Research projects are one of the most important components of the Kavli Summer Program in Astrophysics. They help train students, offering them the opportunity to learn new skills or new fields. The project should also ideally lead to publishable results in the following year. See the archives for examples of student projects and the exciting science they have led to.

Project Timeline

The timeline for the projects is the following:

  • Before the beginning of the program, students should read the current year project list and identify 5-6 projects they are particularly interested in. Note that this page is password protected, reserved for program participants only..
  • By the end of the first week of the program, each student will have to decide which project he/she will be working on for the remaining 5 weeks. Long lunch hours are reserved for discussion to give everyone ample opportunity to refine the scope of the project.
  • On Monday of Week 2, each student should be prepared to give a 5-minute presentation on the basic idea of their project, to the rest of the program participants.
  • On Wednesday-Friday of week 6, students have 30 minutes to present their results to their peers and to postdocs and faculty in the summer program. The presentations will be posted online
  • Before the end of August, students are required to write a short project report on their results, which will also be published online
  • By the end of the following year students and advisors should try to publish these results in a journal or present them at an international conference. Published work should acknowledge support by the program, and authors should notify the program director of the publication.

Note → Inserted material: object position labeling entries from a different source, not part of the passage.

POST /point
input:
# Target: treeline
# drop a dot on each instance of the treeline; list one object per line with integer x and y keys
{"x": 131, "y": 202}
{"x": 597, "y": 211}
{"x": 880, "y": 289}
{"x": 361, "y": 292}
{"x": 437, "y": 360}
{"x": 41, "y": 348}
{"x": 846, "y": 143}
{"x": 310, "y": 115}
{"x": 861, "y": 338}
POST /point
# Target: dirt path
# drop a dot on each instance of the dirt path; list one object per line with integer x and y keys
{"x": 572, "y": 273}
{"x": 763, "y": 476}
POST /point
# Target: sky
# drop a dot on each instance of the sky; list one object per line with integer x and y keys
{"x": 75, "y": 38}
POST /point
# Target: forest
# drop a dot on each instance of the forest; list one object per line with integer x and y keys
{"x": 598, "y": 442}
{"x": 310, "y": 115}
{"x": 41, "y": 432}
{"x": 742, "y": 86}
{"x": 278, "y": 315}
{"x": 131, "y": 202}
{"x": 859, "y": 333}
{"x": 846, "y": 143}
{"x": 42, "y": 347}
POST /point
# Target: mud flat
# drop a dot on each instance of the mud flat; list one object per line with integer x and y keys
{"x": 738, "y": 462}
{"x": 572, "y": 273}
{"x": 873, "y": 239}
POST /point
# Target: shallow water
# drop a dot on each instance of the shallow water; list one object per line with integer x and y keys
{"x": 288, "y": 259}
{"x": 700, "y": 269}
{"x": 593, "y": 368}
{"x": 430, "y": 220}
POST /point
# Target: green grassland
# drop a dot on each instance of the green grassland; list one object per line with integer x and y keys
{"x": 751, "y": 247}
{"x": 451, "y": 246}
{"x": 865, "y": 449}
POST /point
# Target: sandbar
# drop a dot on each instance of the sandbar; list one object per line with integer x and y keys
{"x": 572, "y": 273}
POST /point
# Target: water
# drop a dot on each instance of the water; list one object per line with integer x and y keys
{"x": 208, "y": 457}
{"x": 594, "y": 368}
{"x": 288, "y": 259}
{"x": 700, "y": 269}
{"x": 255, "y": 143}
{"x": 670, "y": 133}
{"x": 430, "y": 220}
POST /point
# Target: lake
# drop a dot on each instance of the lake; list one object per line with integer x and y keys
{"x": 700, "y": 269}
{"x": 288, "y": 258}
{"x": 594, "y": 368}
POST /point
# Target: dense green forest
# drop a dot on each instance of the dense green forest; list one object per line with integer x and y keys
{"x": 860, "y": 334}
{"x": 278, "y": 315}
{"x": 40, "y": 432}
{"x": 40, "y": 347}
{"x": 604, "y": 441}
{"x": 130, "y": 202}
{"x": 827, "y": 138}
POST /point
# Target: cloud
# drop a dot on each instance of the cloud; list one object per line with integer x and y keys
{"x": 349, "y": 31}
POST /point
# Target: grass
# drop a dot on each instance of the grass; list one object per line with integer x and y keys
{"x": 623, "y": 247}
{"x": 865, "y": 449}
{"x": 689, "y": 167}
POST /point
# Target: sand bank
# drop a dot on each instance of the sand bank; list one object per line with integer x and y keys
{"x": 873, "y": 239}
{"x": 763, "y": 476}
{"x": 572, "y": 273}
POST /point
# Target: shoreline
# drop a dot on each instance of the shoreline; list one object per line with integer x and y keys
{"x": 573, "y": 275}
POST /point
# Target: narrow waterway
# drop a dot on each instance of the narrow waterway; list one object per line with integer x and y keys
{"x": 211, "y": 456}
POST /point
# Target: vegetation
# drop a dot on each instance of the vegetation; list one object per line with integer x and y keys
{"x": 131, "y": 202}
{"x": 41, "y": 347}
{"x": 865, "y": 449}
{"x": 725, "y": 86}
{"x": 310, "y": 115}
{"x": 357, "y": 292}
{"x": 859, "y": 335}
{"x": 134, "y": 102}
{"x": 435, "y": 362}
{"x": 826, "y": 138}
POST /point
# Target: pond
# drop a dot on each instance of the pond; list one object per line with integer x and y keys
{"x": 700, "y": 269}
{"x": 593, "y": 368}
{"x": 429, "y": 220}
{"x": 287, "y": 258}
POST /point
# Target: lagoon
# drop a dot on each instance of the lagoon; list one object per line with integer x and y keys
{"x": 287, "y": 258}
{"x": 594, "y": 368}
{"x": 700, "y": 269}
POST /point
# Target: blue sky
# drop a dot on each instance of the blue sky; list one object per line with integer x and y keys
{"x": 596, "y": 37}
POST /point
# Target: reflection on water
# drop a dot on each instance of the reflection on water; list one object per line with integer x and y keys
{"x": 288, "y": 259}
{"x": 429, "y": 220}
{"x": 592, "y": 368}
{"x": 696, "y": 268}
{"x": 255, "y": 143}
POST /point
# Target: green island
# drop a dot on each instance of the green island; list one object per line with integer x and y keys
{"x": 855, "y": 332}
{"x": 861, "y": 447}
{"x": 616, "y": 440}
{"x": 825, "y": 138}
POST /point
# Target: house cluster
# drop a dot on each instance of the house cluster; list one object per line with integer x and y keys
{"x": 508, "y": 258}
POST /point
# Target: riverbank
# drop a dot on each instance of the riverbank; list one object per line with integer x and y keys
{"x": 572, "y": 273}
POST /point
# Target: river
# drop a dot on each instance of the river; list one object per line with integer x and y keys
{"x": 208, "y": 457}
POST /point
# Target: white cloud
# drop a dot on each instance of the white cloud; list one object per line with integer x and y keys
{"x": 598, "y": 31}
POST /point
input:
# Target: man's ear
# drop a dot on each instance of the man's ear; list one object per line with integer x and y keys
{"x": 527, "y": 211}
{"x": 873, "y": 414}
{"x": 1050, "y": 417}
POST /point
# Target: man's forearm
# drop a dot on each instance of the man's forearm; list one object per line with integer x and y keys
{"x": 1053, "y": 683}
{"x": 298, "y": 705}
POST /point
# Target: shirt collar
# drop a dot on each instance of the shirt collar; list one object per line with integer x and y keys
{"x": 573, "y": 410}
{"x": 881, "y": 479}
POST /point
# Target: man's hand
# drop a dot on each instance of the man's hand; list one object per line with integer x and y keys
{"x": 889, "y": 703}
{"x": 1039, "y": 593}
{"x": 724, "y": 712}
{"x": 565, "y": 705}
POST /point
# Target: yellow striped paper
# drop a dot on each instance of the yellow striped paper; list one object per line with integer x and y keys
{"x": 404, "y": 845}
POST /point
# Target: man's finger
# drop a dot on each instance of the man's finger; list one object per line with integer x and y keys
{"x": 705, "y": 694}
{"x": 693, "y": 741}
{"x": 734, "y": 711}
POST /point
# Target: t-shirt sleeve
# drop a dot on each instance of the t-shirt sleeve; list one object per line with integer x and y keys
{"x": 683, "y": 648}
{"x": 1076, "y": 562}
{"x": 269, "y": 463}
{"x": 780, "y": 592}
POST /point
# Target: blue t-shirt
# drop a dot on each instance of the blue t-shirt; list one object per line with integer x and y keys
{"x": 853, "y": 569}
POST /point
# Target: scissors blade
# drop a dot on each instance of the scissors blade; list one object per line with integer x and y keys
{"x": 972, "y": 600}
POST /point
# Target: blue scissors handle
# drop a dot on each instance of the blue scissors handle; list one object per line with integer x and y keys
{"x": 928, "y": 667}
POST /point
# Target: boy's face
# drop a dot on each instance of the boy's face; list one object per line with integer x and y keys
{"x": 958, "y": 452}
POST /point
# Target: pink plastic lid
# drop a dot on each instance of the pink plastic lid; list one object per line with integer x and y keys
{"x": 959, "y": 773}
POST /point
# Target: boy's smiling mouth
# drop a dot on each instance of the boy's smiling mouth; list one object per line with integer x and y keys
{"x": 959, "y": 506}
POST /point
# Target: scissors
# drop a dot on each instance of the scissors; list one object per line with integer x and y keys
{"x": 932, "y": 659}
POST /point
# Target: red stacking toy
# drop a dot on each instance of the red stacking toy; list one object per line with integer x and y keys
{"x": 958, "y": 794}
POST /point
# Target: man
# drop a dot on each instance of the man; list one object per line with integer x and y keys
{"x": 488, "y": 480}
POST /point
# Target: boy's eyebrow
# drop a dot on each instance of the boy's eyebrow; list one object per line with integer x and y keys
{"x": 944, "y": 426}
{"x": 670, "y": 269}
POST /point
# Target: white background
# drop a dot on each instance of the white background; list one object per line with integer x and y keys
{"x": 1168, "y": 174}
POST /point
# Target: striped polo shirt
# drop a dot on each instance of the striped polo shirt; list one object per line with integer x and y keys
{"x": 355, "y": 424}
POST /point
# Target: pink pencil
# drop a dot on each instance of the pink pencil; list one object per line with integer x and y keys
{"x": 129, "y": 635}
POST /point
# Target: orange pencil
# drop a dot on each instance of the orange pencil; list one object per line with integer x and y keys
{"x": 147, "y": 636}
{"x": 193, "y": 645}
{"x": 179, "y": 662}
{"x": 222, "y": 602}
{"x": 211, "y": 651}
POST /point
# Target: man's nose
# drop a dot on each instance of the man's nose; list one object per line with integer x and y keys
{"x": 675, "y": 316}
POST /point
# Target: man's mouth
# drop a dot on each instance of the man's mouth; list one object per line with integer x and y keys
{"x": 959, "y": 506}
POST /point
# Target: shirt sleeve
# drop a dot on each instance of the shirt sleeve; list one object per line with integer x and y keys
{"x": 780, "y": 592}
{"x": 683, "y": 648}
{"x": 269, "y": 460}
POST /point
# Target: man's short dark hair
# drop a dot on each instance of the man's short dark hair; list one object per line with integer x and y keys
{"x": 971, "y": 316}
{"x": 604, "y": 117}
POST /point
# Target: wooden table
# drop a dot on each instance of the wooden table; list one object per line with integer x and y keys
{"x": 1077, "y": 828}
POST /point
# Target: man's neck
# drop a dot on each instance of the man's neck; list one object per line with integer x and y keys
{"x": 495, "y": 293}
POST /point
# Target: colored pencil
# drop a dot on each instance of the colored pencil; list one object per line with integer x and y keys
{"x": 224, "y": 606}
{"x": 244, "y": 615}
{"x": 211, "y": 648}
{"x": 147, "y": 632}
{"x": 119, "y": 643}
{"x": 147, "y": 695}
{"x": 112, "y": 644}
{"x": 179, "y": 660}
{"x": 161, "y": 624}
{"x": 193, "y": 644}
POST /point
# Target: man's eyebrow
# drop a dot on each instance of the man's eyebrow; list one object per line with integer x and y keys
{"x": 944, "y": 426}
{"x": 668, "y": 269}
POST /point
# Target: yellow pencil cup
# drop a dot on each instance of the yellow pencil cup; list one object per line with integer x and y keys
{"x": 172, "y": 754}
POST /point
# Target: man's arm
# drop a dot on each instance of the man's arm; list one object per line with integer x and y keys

Guidelines for project selection

Younger students (1st-2nd year) are encouraged to select projects close to their own area of expertise, but which may use different techniques from the ones they use in their PhD. More experienced students (3rd yr + ) are encouraged to select a project in a different field, to broaden their research interests. They may, for example, take this opportunity to try out a field they may be considering for future postdoctoral research.

The summer program is an intense experience, that will require a lot of work under time-pressure. Student should select a project they are excited about!

Students should investigate for how long a proposing faculty/postdoc is planning to stay. If the person is not staying for the entire program, the student should make sure there is someone else who can take over the advisor's role on that project once the proposing advisor has left.

Students and their advisors should make sure the required computational resources for the project are available, or can be obtained through different means

Students should try to determine the nature of the project through discussion with their future advisor. Is this an exploratory, open-ended project, of the "high risk/high return" kind, or is this a well-posed problem with a predictable answer in sight? Both are perfectly acceptable, but the student should be aware of the distinction and be comfortable with their choice.

Finally, there is one strict rule about project selection: no student may work on something exactly based on their PhD research nor work with their own PhD advisor.